- Methods, Making, and West African Influences in the Work of Fatimah Tuggar
My process as an artist involves all modes of using already existing objects, images, sounds, footage, and methods and then incorporating them into a single artwork. This approach to making speaks to my experiences growing up in Northern Nigeria, a region where the influences of the Middle East, the colonial West, and sub-Saharan African cultures converged in a way that gave me permission to observe, embrace, and alter the social, the structural, and the visceral within and among the civilizations involved.
This idea of cultural convergence is exemplified in Letter to Kyauta (Fig. 1). I create a fictional letter written on wooden Qu'ranic boards that have been decorated for graduation ceremonies. Kyauta, a woman living in a rural area, writes her sister who now lives in an urban area, seeking her help because this year's harvest has been affected by a drought. The same letter is written in four different ways; English and Hausa using Latin letters, Arabic and Hausa using Arabic alphabet. The two quarters of a calabash below the boards are traditionally used for learning Arabic characters; here they serve as surfaces for footnotes explaining additional meanings of words, such as the name Kyauta, which means "one who gives." The intent here is to speak to the regional influences of both the trans-Saharan and trans-Atlantic exchanges. I also want to draw attention to the fact that the ability to write in all four languages/scripts is disappearing with the generation of people educated in the precolonial and colonial eras. This furthermore alludes to the issue of girls' access to education. It is unlikely, even today, that a rural woman would have been able to write a letter without help from male relatives. This, of course, disrupts intimacy and the level of engagement between the two women.
I embrace all aspects of collage: amalgam, assemblage, bricolage, hybridity, installation, montage, and suture. These processes mirror the cultural appropriation that exists in West African traditions in both music and craft. In this context, to adapt, borrow, and innovate from multiple sources both at home and abroad are common and acceptable. Communities of artisans and musicians have for centuries used sharing systems for both content and technique—well before the 1950s and '60s open-source or the 1970s introduction of copyleft—without naming it.
My object-based works fuse together aspects of different traditional Western African household tools with aspects of their Western counterparts. The intent is not a one-on-one binary relationship but an engagement of how daily life is conducted in contemporary urban West African context, where the implements of power systems and infrastructure leads to a juggling act, as we adopt, and modify our lives and realities.
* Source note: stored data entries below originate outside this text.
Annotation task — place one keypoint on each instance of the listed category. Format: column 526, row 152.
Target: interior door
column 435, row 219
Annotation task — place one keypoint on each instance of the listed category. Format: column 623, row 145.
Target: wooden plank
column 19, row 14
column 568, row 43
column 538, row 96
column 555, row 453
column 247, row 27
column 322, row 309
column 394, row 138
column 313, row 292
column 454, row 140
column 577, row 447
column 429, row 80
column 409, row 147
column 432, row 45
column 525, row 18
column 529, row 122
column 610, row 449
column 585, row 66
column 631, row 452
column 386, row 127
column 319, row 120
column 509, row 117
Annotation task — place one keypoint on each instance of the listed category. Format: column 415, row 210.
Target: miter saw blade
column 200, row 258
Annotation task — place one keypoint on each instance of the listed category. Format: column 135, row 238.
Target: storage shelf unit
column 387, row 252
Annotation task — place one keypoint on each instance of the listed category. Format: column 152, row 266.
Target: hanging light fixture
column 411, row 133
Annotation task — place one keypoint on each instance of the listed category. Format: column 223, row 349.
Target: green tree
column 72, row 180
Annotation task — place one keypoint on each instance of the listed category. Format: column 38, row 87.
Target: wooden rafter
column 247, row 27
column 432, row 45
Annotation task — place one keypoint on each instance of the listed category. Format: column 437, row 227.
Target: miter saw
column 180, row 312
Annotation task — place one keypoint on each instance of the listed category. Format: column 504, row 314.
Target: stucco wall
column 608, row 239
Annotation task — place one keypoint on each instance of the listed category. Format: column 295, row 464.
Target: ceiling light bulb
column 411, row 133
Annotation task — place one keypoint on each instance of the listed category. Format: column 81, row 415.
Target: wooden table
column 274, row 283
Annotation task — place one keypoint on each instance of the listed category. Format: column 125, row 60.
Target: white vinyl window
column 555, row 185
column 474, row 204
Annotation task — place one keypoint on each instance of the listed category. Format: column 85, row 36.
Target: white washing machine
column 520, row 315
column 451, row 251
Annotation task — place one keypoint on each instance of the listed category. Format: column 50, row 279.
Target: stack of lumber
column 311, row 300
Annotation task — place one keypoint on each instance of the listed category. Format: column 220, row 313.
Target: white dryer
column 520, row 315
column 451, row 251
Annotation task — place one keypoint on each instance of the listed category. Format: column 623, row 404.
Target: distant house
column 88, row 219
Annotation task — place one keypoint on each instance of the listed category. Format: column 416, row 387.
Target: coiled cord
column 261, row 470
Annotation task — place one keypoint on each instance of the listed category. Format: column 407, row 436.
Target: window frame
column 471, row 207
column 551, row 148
These approaches to art-making enable me to imagine and create new cultural relationships from preexisting forms, and to metaphorically bridge cultures. Through these works, we can hopefully glimpse the possibilities of how we can live together with our differences. Low and high tech, low and high art can coexist in artworks uncomfortably without attempts to absorb all differences. The goal is not assimilation or homogeneity, but an honest discourse about complex historical and geographical entanglements. The use of preexisting parts requires the artist to negotiate what parts to include and what to leave out. In this process sometimes what is left out says more than what is included.
Broom (Fig. 2) focuses on the most characteristic element of sweeping. Whether you are using plant fiber or a vacuum, sound is the most common aspect of sweeping. Hay and other plant [End Page 12] fibers are used for sweeping in Western Africa from small villages to urban homes, where lack of steady supply of electricity does not make vacuum cleaning practical. In this artwork, the swooshing sound of the hay broom is recorded on a chip and the embedded speaker emits the swooshing when one presses the power button.